Family Camp -Youth Report
By Christel Beckley

I thank the children and parents for making this years family camp such a success. There was an average of 21 children throughout the week. !! Boy !! Did we have fun. With the help of Mary Jane Patterson and Bruce Miller we kept the children very busy.

Throughout the week the children/youth learned:

about deliverance, and how demonic spirits come in through our lineage or our own choices,
about being a team player - we are all parts of the body of Christ
about sowing and reaping, you will reap what you sow - whether it's kindness and love or anger and hate
about the parables that Jesus gave on the sower and the seed
about what Independence Day should mean to us as Americans

The children were in all the deliverance services this year, and one 7 year old child shared with me their testimony about getting delivered from fear. It was wonderful that they know that deliverance is real because of a personal experience.

Reaping What We Sow - Do We Understand The Fullness Of This?

One of the topics discussed with the youth during Family Campmeeting was, "You reap what you sow". I wonder why we as Christians don't appear to understand the principles of sowing and reaping? That whatever I sow, I shall reap. As I look back to my younger days, I can see that I made mistakes and was rebellious (disobedient to my parents). I think if I had had a clearer or better understanding that I was going to reap rebellion (because that is what I sowed), and I mean really understood it in it's most fanatical sense, I would have made better choices.
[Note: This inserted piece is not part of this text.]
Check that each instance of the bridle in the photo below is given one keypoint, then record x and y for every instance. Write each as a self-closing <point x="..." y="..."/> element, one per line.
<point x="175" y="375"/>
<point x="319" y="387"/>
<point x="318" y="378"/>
"Judge not lest ye be judged" is a perfect example from the Bible of sowing and reaping. In a natural sense if I want to reap a clean house I have to sow diligence in cleaning and not procrastination (meaning to put it off until later.) There are natural and spiritual things that my parents sowed into me that are just now being reaped. As a child I was raised to make my bed every day and even in college I did this to "keep an appearance", but when I lived by myself there was a time when it didn't matter to me if I made my bed every day, because there was nobody to see it. But now, through deliverance from irresponsibility, I am getting back to those good housekeeping responsibilities that make a big difference. It is nice to come home every day and walk into my bedroom and see the bed all neatly made. It is rewarding to come in and have all my clothes hung up because I took the time to do it when I took them off instead of laying them on my bed to be moved to some place else when it was time to go to bed. And then "the pile" (of clothes) begins and somewhere down the road in time I have to go through that pile and put the clothes away either in the dirty clothes or back in the closet and drawers. This can mirror a spiritual cleanness also, children should be taught that when they make a mess they are the ones to clean it up and make it spotless. They need to leave the area cleaner than they found it. They need to do this immediately to prevent the mess from getting bigger. The clothes could represent sin, and we just let them pile up instead of repenting quickly - daily. In the spiritual sense, when we make a mess, for example we say something that hurts another person or we commit a sin against God, we need to be thorough to clean it up better than we found it, as well as learn from it, so that we don't make that mess again. Some of this cleaning may require deliverance from evil spirits that came down through the family as a curse, or something we let in through unrepented sin, it still has to be cleaned up.

Example: Let's say for a minute that I am a wood floor. As a wood floor I have some of the characteristics that my parents had and some defects (nobody is perfect). Now I come in contact with people every day. I can't control what they bring in on the bottom of their shoes, or who they come in contact with. But, I can go to my master every night and say Jesus please cleanse me and wash me clean. I got dirt on me today and I need to be washed in the water of the Word. Then as time goes by and I begin to wear, some of those defects in the wood grain start showing. It is then time to go to the Master and say Lord please cut out this defect (an evil spirit) and replace it with a perfect piece (the Holy Spirit). The defect is something that came down in the seed (from my parents/ a generational curse) and was sown when I was first planted or it could be something in my surroundings while I was growing that marred my wood and through the process of growth, it sprouted or grew because it was a characteristic in the seed or a mark in the tree. But Jesus can remove those defects or ungodly characteristics and make our spiritual lives perfect in Him as we yield to Him as the Master craftsman.

When we are conscience that there are things that are sown in our lives by whomever that are not pleasing to God then we can spoil the plans of the enemy by overcoming in the areas that would seem to be a weakness. We can raise our children to avoid these problem areas by teaching them a better way to do it and by having these areas already overcome in our lives. Not that they will always choose the way we taught them, but at least if their way doesn't work they will know where to come back to. If they get caught up in the tares of this world and need to be set free they will know where to go. (Raise up a child in the way he shall go and when he is old he will not depart from it.) And they will know how to sow a better crop for the next generation to come.